The structure of (xylose)₂glucose-O-serine 53 found in the first epidermal growth factor-like domain of bovine blood clotting factor IX

We reported the presence of a new trisaccharide composed of two xylose and reducing terminal glucose residues linked to serine residues of bovine blood clotting factors VII and IX (Hase, S., Kawabata, S., Nishimura, H., Takeya, H., Sueyoshi, T., Miyata, T., Iwanaga, S., Takao, T., Shimonishi, Y., and Ikenaka, T. (1988) J. Biochem. (Tokyo) 104, 867-868).
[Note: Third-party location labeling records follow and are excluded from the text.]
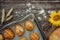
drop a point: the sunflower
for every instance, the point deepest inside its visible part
(55, 18)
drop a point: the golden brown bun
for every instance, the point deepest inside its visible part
(23, 38)
(55, 35)
(34, 36)
(29, 25)
(8, 33)
(19, 29)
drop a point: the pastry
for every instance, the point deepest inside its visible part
(55, 35)
(23, 38)
(8, 33)
(34, 36)
(19, 29)
(29, 25)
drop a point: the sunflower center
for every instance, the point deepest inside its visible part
(56, 17)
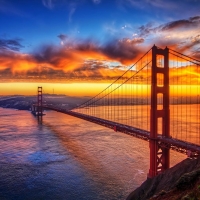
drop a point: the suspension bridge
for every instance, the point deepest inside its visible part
(156, 99)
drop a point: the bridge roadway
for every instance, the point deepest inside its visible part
(174, 144)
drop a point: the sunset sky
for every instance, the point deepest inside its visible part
(78, 47)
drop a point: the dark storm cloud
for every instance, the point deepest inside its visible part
(191, 23)
(12, 44)
(184, 23)
(123, 50)
(62, 37)
(72, 53)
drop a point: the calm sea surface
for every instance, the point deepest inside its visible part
(68, 158)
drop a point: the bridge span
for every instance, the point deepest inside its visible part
(156, 99)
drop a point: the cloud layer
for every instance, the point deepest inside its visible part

The present paper describes the detailed structural analysis of the trisaccharide. Glycopeptides were prepared from bovine factor IX by digestion with Pronase followed by purification by column chromatography. The trisaccharide was released from the protein by the β-elimination reaction with hydrazine, and the reducing end of the sugar chain was tagged with 2-aminopyridine. The fluorescent pyridylamino derivative of the trisaccharide was purified by gel filtration and reversed-phase high performance liquid chromatography. The glycopeptides and pyridylamino-trisaccharide thus obtained were subjected to methylation study, 500-MHz ¹H nulcear magnetic resonance spectroscopy, and periodate oxidation. Glucose and xylose belong to the D series by high performance liquid chromatography on a chiral column. From the results, the structure of the trisaccharide is proposed as: D-Xyl-pα1-3-D-Xyl-pα1-3-D-Glcpβ1-O-Ser-53.